The good ol days! :D
If you don't think those both still exist your not paying enough attention.
Ivory
05-23-2016, 03:49 PM
You claimed that without society without government is impossible. That without the beneficent hand of government hovering over us we would be unable to form any sort of collective action and would be reduced to living in trees murdering each other..
Fun fact....did you know you can have different forms of government? -gasp gasp-
Including large councils made up of populations!!! In small groups it works, but fitting 300 million peple into a room is hard.

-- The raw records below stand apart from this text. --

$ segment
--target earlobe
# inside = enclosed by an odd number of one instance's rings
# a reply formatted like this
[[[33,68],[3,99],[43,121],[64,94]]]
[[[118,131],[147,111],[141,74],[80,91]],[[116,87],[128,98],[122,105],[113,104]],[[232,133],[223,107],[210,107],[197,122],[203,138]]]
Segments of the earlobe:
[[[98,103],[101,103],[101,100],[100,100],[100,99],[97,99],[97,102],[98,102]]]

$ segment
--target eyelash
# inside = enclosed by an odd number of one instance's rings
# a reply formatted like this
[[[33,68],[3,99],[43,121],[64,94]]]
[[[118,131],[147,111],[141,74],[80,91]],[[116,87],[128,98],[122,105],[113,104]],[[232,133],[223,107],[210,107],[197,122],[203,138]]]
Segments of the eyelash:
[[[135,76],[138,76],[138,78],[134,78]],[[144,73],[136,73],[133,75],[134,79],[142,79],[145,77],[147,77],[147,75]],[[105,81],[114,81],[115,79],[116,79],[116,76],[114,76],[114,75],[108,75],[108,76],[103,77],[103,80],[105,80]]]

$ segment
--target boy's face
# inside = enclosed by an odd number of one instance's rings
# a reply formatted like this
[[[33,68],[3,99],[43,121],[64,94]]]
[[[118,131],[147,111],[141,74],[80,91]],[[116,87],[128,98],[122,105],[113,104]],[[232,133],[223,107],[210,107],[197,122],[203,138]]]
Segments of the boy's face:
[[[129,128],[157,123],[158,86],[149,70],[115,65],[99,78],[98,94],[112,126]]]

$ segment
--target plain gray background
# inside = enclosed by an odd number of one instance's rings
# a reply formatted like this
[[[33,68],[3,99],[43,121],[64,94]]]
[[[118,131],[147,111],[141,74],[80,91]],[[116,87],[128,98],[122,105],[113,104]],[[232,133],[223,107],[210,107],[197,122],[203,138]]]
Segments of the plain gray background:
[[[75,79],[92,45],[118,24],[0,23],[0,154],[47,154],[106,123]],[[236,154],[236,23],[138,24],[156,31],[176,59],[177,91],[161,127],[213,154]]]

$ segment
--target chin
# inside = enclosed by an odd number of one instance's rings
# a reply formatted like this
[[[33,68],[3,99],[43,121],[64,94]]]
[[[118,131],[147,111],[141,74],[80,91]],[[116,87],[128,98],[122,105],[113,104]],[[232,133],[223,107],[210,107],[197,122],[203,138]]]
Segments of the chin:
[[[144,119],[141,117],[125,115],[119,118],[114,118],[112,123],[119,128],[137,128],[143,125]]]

Dat is why we elect representatives to go into a room instade herpa derpa. So we can use smallar ruumes.
Pokesan
05-23-2016, 03:50 PM
if by proved wrong he means deliberately misinterpreted for the sake of being contrary
Ivory
05-23-2016, 03:51 PM
If you don't think both of those still exist your not paying enough attention.
Totes. Really, if you think about it, modern day is way worse than 1830.... things were so much simpler back then!!! I mean, I watched little house on the prairie and everyone seemed really happy!!! I get my view of history from TV too.
It's like you are incapable of reading anything I write. Again, you claimed that a large, active government is the only form of society. I showed you a counterexample proving you wrong. What exactly is unclear about that to you?
Ivory
05-23-2016, 04:00 PM
It's like you are incapable of reading anything I write. Again, you claimed that a large, active government is the only form of society. I showed you a counterexample proving you wrong. What exactly is unclear about that to you?
Did you really? :P Your "I proved you wrong, we don't need no government" was the US with a population of 13 million lol.....
You got no idea what you are talking about haha. Your idea of the world in 1830 is by watching old westerns on TV :P
Nihilist_santa
05-23-2016, 04:05 PM
Cantwell does a pretty good job of explaining the existential crisis at the heart of libertarianism and why it fails.
https://christophercantwell.com/2015/12/06/why-libertarians-are-hopeless/
Lurikeen
05-23-2016, 04:30 PM
mo·ron
ˈmôrˌän/
nouninformal
a stupid person.
synonyms: fool, idiot, ass, blockhead, dunce, dolt, ignoramus, imbecile, cretin, dullard, simpleton, clod; More
+1
Blitzers
05-23-2016, 04:31 PM
Libertarianism w/o secession is an impossible feat.
Did you really? :P Your "I proved you wrong, we don't need no government" was the US with a population of 13 million lol.....
Government gets less efficient as it gets bigger, not more efficient. Sure we are better of now than we were in 1830 . . . because we have penicilin, the Internet, cars, and so on. Not because we have bankers siphoning off trillions of dollars and Keynesians wrecking the economy.
You got no idea what you are talking about haha. Your idea of the world in 1830 is by watching old westerns on TV :P
Earlier in this thread I just quoted you a passage written by someone who was there, not a 1950s Western. I mean, if you are going to make shit up you might as well make stuff up that isn't invalidated by prior posts in the thread.
Daywolf
05-23-2016, 06:26 PM
Can't say I've really liked any pure libertarian candidates enough to draw me in yet. I liked Ron Paul, but he had issues too, which were a little too far out, but we could have been better off with him nonetheless. Also his political tactics during the primaries were a bit on the side of Harakiri it seemed. Even today he speaks of the presidential race as 'what's the point, we're all doomed', like his hand is already cold enough to be prying from.
Nah, conservatarian is a bit better, maybe closer to my position as a constitutionalist compared to libertarian. Umm... here is to hoping the Don brings on Rand Paul as a running mate. He should at least be on the short list at this point, especially with his opposition and efforts against TPP. Don needs someone that better understands the system from the inside, one that hasn't been the sellout as most of them have been.
Blitzers
05-24-2016, 10:16 AM
https://m.youtube.com/watch?v=5VuyHvaqd3w
This is fucking hilarious, especially the last minute of it.
Nihilist_santa
05-24-2016, 01:47 PM
https://m.youtube.com/watch?v=5VuyHvaqd3w
This is fucking hilarious, especially the last minute of it.
Cantwell is good stuff. Guy put his money where his mouth is.